Canon dość długo czekał z wejściem na rynek bezlusterkowców. Jednak, gdy już Japończycy zdecydowali powalczyć o ten segment rynku, zrobili to z hukiem. Po świetnym EOS-ie R pojawił się jego mniejszy brat – EOS RP. To aparat, który może być niezwykle ciekawą opcją – nie tylko dla profesjonalistów, ale także pasjonatów fotografii. W tekście ukryliśmy KOD RABATOWY na zakup aparatu – czytaj uważnie!
Na początku muszę wspomnieć, że testowałem to body przed i po aktualizacji do wersji 1.4. Jest to o tyle ważne, że aktualizacja ta niemal kompletnie odmieniła ten korpus.
Rzut oka na specyfikację rodzi skojarzenia
Patrząc na specyfikację RP miałem wrażenie, że gdzieś już to słyszałem… Pełnoklatkowe body, które jest mniejsze i tańsze od bardziej profesjonalnego korpusu. Trochę jak Canon 6D Mark II i jego bardziej zaawansowany kuzyn 5D Mark IV… Myślę, że postawienie RP i 6D II na jednej półce jest uzasadnione – tym bardziej, że dzielą ze sobą całkiem sporo elementów. Oba korpusy posiadają matrycę 26.2Mpx i choć Canon twierdzi, że w RP jest to zmodernizowana konstrukcja to mam wrażenie, że została ona po prostu dostosowana do specyfiki bezlusterkowców. Nie jest to wada, bo to całkiem niezły sensor!

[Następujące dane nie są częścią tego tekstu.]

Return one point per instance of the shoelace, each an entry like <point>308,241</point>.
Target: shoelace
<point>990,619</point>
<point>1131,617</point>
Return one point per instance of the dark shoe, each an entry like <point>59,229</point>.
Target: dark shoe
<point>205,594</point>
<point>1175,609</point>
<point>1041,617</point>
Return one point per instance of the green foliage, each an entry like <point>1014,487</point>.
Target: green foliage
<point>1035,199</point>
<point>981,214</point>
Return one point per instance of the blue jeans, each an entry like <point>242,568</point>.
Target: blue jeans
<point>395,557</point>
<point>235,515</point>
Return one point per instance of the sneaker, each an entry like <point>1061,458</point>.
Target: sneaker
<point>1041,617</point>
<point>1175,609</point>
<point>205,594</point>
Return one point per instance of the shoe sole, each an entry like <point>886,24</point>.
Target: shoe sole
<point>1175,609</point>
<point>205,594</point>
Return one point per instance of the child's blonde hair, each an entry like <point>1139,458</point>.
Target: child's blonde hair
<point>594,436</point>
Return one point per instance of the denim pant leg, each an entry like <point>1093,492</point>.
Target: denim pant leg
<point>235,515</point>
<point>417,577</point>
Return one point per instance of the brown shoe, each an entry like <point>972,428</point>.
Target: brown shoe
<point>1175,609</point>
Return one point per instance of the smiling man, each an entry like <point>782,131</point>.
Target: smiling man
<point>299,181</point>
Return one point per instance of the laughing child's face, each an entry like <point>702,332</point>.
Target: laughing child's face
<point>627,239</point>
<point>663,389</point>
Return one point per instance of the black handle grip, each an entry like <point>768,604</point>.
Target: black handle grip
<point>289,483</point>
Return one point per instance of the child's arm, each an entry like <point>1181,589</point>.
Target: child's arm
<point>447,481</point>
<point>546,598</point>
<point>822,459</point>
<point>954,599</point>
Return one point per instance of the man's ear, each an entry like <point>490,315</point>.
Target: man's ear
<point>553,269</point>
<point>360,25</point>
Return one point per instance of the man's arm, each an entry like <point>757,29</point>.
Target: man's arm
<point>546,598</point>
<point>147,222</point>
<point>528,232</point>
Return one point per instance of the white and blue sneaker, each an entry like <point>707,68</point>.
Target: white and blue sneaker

W obu aparatach działa ona bardzo sprawnie, a czułość ISO również działa w takim samym zakresie od 100 do 40 000 (opcjonalnie rozszerzalne do 50-102400). W obu konstrukcjach można również spotkać dotykowy, trzycalowy ekran z 1040 tysiącami punktów. Przyznasz, że może to budzić skojarzenia? Tu jednak podobieństwa się kończą!
Pełna oferta aparatów marki Canonów >>
Canon pospieszył się z premierą?
Pierwszą rzeczą, którą należy zrobić po wyjęciu z pudełka to aktualizacja! Gdy odebrałem mój egzemplarz dziennikarski był na nim zainstalowany soft 1.1. No i chyba mogę powiedzieć, że Canon się po prostu pospieszył z premierą RP (z R było zresztą podobnie). Mogli chwilę dłużej poświęcić na dopracowanie swojego oprogramowania – myślę, że dzięki temu bezusterkowe korpusy już na starcie zebrałyby lepsze opnie.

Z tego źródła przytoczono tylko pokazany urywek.